= Principles of sustainment =

Principle of US army doctrine

Principles of sustainment or principles of logistics are a set of military principles from the United States Army doctrine. They are essential to maintaining combat power, enabling strategic and operational reach, and providing US Army forces with endurance. While these principles are independent, they are also interrelated.

U.S. Army Doctrine Publication 4-0, published 31 July 2012 addresses sustainment principles.

1. Integration is combining all of the elements of sustainment (tasks, functions, systems, processes, organizations) to operations assuring unity of command and effort. Army forces integrate sustainment with joint forces and multinational operations to maximize the complementary and reinforcing effects from each Service and national resources.
2. Anticipation is the ability to foresee operational requirements and initiate actions that satisfy a response without waiting for an operations order or fragmentary order.
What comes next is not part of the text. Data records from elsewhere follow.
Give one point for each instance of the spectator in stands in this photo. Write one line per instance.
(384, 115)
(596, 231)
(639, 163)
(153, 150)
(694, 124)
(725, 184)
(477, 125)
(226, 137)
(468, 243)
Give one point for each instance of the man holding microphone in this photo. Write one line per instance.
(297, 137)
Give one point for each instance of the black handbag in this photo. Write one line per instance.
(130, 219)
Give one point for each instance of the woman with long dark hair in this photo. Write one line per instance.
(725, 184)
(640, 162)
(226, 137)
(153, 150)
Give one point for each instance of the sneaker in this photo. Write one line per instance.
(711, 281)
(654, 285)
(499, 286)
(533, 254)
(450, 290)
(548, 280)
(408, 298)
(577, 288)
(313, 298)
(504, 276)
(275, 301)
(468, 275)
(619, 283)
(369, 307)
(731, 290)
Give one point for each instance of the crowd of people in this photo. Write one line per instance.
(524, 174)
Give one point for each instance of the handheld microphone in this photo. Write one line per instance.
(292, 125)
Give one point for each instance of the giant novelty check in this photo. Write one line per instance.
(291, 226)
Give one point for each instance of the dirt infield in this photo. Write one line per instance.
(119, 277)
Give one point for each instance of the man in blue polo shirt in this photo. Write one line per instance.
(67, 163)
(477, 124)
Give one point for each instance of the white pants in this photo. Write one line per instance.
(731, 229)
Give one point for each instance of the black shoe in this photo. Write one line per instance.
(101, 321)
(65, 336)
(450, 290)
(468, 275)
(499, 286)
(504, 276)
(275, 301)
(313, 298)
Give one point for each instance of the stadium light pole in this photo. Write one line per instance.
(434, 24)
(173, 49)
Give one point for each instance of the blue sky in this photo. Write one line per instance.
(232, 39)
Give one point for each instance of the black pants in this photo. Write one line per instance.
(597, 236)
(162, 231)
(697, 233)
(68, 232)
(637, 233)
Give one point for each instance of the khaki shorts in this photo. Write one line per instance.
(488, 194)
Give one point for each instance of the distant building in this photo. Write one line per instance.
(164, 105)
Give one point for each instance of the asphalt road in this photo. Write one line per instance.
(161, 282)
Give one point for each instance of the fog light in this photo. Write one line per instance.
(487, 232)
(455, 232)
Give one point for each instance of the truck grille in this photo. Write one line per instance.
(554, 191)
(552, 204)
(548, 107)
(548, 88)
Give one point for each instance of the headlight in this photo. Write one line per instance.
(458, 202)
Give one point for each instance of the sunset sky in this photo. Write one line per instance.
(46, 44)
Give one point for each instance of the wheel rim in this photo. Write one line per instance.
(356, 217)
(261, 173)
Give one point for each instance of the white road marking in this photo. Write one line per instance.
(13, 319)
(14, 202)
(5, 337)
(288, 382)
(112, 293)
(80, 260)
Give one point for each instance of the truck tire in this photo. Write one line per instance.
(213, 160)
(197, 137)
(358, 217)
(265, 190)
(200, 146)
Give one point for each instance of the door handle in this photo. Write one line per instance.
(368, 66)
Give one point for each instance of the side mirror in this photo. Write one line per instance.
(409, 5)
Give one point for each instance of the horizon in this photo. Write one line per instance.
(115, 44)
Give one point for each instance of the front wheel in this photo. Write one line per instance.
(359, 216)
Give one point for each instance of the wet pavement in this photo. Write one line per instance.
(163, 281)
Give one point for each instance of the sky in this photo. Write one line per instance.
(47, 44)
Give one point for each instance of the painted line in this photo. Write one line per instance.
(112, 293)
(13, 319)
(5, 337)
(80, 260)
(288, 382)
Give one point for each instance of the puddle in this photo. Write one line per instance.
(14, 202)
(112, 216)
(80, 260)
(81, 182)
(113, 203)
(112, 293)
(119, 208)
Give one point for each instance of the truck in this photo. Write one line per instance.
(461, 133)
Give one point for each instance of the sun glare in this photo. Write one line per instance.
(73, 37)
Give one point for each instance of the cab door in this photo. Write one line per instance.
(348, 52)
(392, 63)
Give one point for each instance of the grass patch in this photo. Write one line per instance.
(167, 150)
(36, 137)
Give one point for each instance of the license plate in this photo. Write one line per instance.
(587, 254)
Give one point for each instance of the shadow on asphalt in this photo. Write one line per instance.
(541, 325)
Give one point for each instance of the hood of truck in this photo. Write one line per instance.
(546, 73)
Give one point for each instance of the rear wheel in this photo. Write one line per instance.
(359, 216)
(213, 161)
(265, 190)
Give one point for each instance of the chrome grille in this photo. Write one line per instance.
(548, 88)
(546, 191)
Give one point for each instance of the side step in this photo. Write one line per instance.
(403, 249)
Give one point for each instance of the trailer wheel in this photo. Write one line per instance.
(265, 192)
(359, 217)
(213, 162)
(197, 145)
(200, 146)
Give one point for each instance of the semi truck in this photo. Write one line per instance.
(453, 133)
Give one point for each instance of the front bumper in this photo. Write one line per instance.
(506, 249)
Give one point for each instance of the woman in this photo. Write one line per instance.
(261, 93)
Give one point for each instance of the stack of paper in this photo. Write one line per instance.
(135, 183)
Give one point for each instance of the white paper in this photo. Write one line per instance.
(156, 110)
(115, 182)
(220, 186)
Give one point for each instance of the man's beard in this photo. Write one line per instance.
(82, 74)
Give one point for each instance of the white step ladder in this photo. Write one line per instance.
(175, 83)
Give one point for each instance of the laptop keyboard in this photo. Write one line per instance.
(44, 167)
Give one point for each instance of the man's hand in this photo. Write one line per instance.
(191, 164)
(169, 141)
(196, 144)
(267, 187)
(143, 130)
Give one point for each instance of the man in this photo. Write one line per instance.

Sustainment commanders and staffs visualize future operations, identify required support and start the process of acquiring the sustainment that best supports the operation.
3. Responsiveness is the ability to react to changing requirements and respond to meet the needs to maintain support. Through responsive sustainment, commanders maintain operational focus and pressure, set the tempo of friendly operations to prevent exhaustion, replace ineffective units, and extend operational reach.
4. Simplicity relates to processes and procedures to minimize the complexity of sustainment. Clarity of tasks, standardized and interoperable procedures, and clearly defined command relationships contribute to simplicity.
5. Economy is providing sustainment resources in an efficient manner to enable a commander to employ all assets to achieve the greatest effect possible. It is achieved through efficient management and discipline, prioritizing and allocating resources, and capitalizing on joint interdependencies. It can also be achieved by contracting for support or using host nation resources to reduce or eliminate the use of military resources.
6. Survivability is all aspects of protecting personnel, weapons, and supplies while simultaneously deceiving the enemy (JP 3-34). Survivability consists of a quality or capability of military forces which permits then to avoid or withstand hostile actions or environmental conditions while retaining the ability to fulfill their primary mission. In mitigating risks and minimizing disruptions to sustainment, commanders often must rely on the use of redundant sustainment capabilities and alternative support plans.
7. Continuity is the uninterrupted provision of sustainment across all levels of war. It is achieved through a system of integrated and focused networks linking sustainment across the levels of war, other Service support capabilities, and to operations. It assures confidence in sustainment allowing commanders’ freedom of action, operational reach and prolonged endurance.
8. Improvisation is the ability to adapt sustainment operations to unexpected situations or circumstances affecting a mission. It includes creating, inventing, arranging, or fabricating what is needed from what is available. The sustainment commander must apply operational art to visualize complex operations and understand what is possible at the tactical level. These skills enable commanders to improvise operational and tactical actions when enemy actions unexpected events disrupt sustainment operations.